Los relatos de testigos oculares citados por Oregon Public Broadcasting muestran que en realidad no se hizo ningún intento de intentar arrestar a Reinoehl pacíficamente.

En cambio, parece que los alguaciles federales ni siquiera se identificaron a sí mismos ni a su misión antes de abrir fuego y matar al sospechoso fugitivo.

Si bien la línea oficial ha sido que “Reinoehl saltó de su auto, con la mano en la pistola calibre .380 que tenía en el bolsillo, desafiando una orden gritada de: “¡Alto! ¡Policía!” como informó OPB , el relato de Trump sobre el incidente en su mitin parece confirmar las acusaciones de los transeúntes de que “no escucharon ninguna advertencia de los agentes federales y no vieron luces intermitentes que indicaran la llegada de las fuerzas del orden, solo una descarga con la que un vecino comparó una escena del videojuego Call of Duty “.
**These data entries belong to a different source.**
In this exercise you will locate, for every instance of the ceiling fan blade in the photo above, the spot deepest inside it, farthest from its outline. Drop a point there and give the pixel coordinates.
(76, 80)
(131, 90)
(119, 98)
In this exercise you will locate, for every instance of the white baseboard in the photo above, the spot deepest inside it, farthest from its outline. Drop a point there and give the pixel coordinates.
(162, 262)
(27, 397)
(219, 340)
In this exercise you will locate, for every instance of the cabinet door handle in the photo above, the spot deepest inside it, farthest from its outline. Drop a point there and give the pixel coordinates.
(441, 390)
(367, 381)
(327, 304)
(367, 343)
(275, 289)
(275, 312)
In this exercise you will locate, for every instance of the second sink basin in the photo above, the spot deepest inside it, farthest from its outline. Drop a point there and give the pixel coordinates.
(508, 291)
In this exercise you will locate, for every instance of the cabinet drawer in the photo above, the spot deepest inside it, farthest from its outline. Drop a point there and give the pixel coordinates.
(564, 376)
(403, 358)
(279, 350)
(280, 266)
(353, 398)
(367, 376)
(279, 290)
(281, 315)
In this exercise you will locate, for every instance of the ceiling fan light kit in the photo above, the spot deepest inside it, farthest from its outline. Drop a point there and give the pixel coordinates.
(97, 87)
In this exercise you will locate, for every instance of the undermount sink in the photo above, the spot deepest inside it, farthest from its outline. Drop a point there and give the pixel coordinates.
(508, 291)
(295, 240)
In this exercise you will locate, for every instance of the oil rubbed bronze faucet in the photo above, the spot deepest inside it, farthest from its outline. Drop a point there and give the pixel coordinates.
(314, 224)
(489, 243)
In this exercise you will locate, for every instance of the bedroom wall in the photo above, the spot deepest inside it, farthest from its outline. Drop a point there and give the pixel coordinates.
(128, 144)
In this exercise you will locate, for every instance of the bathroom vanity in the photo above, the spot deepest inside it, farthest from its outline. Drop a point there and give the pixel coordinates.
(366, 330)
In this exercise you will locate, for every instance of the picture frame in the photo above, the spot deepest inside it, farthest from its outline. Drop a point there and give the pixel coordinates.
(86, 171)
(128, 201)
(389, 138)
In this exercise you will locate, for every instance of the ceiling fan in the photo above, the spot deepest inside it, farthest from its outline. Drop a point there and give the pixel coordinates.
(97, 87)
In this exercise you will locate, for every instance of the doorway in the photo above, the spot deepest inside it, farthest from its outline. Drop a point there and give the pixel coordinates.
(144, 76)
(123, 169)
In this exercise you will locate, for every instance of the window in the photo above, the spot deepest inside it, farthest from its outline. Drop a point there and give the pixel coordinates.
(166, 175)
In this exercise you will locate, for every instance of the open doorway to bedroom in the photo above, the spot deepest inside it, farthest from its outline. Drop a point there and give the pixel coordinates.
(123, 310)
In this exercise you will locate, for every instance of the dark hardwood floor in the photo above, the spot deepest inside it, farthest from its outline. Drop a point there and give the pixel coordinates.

Que una violación tan flagrante de los derechos humanos y el principio del debido proceso pueda ocurrir en Estados Unidos es lo suficientemente vergonzoso dado nuestro supuesto compromiso con el estado de derecho, pero el hecho de que el presidente se jacte de la violación como un ejemplo brillante de su “Ley y orden” en sus mítines de campaña, es un lamentable y alarmante suceso que debería hacer que todos los estadounidenses que valoren sus libertades griten por la acusación, el arresto y la condena de Trump lo antes posible.

Con solo 19 días para las elecciones, es posible que tengamos que conformarnos con simplemente asegurarnos de que Trump sea derrotado por Joe Biden en una abrumadora victoria.

Después de las elecciones, debería rendir cuentas por segunda vez en los tribunales, una vez que su inmunidad presidencial se disuelva frente a todos nuestros ojos.

Sí, incluso Donald Trump tendrá el debido proceso que le fue negado a Michael Reinoehl. Puede que sea el primer paso de nuestro regreso a la normalidad en esta nación.